Hello! I am trying to make  last adjustments on my kernel and I've met some problems which I cannot resolve with google.

I am using latest stable kernel sources from portage tree.

1)Is it possible to select Minstrel 802.11ac in Wireless config? I can see it only after pressing "z". This config page shows that MINSTREL and MINSTREL_HT are hard-selected, and can not be de-selected, while MINSTREL_VHT(802.11ac support) is hard-deselected and could not be selected at all. All the dependencies listed in its' help page are met with "y" option.

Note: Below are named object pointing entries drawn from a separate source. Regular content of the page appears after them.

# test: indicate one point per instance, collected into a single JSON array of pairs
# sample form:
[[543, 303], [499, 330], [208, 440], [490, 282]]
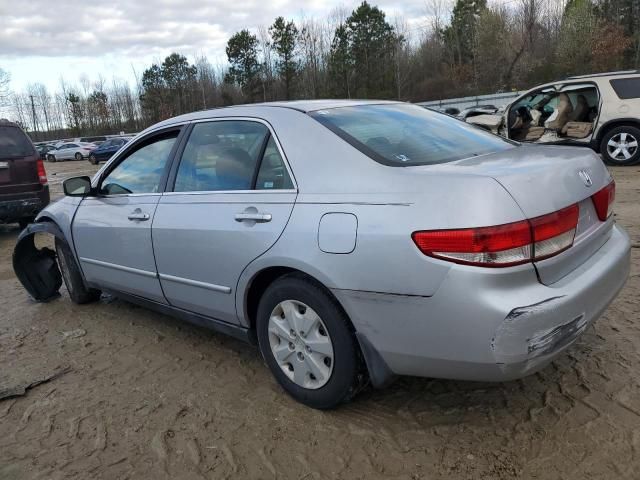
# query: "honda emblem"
[[586, 178]]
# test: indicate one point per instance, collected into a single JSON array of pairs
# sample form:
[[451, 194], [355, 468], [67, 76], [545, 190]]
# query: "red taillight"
[[503, 245], [554, 233], [603, 201], [42, 174]]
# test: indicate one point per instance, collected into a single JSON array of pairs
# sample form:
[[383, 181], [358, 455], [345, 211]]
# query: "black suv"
[[24, 189]]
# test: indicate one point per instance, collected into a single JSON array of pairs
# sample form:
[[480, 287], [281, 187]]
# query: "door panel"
[[112, 231], [202, 248], [115, 251]]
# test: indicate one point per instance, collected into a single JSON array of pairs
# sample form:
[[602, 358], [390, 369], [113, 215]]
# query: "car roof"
[[266, 109], [604, 74]]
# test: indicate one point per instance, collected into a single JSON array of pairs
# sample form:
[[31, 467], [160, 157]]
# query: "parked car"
[[600, 111], [105, 150], [70, 151], [44, 149], [96, 139], [24, 190], [351, 240], [477, 110]]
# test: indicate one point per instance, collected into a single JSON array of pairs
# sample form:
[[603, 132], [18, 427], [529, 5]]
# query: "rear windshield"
[[626, 88], [14, 143], [406, 135]]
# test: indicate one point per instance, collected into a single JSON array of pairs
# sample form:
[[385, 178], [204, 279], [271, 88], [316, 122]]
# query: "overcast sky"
[[42, 40]]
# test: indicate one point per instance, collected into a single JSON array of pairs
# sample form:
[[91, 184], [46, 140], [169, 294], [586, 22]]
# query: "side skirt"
[[236, 331]]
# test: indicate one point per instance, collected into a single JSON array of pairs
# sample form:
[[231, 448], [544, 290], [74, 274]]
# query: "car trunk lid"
[[543, 180]]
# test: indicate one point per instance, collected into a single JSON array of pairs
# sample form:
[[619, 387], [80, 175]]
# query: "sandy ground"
[[140, 395]]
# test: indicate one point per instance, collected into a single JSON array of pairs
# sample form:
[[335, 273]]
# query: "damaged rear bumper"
[[37, 269], [483, 324]]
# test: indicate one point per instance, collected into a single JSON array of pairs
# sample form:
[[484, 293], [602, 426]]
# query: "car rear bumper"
[[18, 206], [484, 325]]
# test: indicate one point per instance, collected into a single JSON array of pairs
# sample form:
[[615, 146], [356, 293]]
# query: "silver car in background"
[[71, 151], [352, 241]]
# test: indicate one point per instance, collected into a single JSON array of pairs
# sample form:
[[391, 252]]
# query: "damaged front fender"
[[37, 269]]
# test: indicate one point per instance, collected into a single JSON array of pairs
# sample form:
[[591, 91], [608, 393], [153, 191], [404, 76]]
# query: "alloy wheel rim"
[[622, 146], [300, 344]]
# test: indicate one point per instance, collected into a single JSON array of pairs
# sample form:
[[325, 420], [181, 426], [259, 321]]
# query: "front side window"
[[407, 135], [221, 156], [141, 170]]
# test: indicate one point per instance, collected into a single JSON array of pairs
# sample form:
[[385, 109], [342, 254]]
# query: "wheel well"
[[615, 124], [269, 275]]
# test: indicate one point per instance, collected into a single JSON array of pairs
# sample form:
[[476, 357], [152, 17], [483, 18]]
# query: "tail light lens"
[[503, 245], [603, 201], [42, 174]]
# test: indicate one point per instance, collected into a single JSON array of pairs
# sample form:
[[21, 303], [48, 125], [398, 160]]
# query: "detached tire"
[[621, 146], [308, 343], [71, 275]]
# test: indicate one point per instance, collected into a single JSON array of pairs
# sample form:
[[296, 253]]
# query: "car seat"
[[560, 116]]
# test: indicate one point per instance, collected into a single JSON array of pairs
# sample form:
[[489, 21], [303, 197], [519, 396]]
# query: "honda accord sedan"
[[351, 241]]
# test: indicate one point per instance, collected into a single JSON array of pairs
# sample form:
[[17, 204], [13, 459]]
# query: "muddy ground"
[[140, 395]]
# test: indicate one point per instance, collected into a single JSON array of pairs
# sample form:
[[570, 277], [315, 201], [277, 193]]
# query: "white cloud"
[[42, 40]]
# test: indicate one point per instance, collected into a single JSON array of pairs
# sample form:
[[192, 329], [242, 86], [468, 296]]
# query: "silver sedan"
[[352, 241]]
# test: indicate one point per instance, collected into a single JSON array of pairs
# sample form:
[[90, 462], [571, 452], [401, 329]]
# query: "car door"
[[112, 230], [232, 197]]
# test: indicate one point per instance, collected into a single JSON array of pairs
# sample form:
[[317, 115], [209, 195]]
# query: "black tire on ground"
[[72, 277], [622, 140], [23, 222], [349, 373]]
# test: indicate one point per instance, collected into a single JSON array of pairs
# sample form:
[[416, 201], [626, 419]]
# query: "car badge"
[[586, 178]]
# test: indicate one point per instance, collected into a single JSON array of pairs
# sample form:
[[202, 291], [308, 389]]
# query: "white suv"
[[601, 111]]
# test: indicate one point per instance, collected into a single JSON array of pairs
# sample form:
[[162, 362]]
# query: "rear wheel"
[[23, 222], [620, 146], [306, 340], [72, 277]]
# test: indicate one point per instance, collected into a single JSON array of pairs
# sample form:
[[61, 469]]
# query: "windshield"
[[14, 143], [407, 135]]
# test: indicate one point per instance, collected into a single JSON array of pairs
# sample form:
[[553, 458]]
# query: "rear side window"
[[14, 143], [407, 135], [221, 156], [626, 88], [142, 169]]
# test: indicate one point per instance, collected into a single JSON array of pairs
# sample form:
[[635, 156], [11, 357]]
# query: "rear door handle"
[[253, 217], [137, 215]]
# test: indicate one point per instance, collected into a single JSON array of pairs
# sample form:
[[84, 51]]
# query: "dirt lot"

2) Is it possible to de-select some processor vendors? Again, PROCESSOR_SELECT is hidden by default in Processor Type and Features menu and could be seen only after pressing "z". It has Intel, AMD and Centaur processors selected and I want to deselect everything, except Intel. amd_nb annoys me in dmesg too, but according to its' dependencies it would be deselected automatically as soon as I disable AMD vendor.

3)The question about iwlwifi: is it possible to specify firmware version which is loaded by driver? By default it tries to load 7265-19, 7265-18 and 7265-17 versions. According to kernel.org iwlwifi page, after 4.3 kernel, it should use 16.242414 firmware, and the latest one if -17.ucode(but it fails to load too).So  -16.ucode successfully loads after three failed attempts. Is it possible to fix it?

4)Do I need some specific driver for ACPI pnp0c60 and pnp0c70?(Convertible Laptop sensor and Dock sensor) I can see them in hwinfo, but, who knows... Also I have some strange ACPI VPC2004 which has drivers only for windows, maybe there is something for linux too?

5)Dmesg gives me ACPI Error: [\_SB_.PCI0.LPCB.H_EC.PMAX] Namespace lookup failure, AE_NOT_FOUND(20150930/psargs-359)

ACPI Error: Method parse/execution failed [\_SB.PCI0.B0D4._TMP] (Node ffff8802558d49d8), AE_NOT_FOUND(20150930/psargs-542)

Is it possible to fix it somehow? Looks like BIOS bug...

Thanks!

----------

## Ant P.

PROCESSOR_SELECT requires EXPERT=y

----------

## Unb0rn

 *Ant P. wrote:*   

> PROCESSOR_SELECT requires EXPERT=y

 

Thanks! And... it solved Minstrel ac too.

----------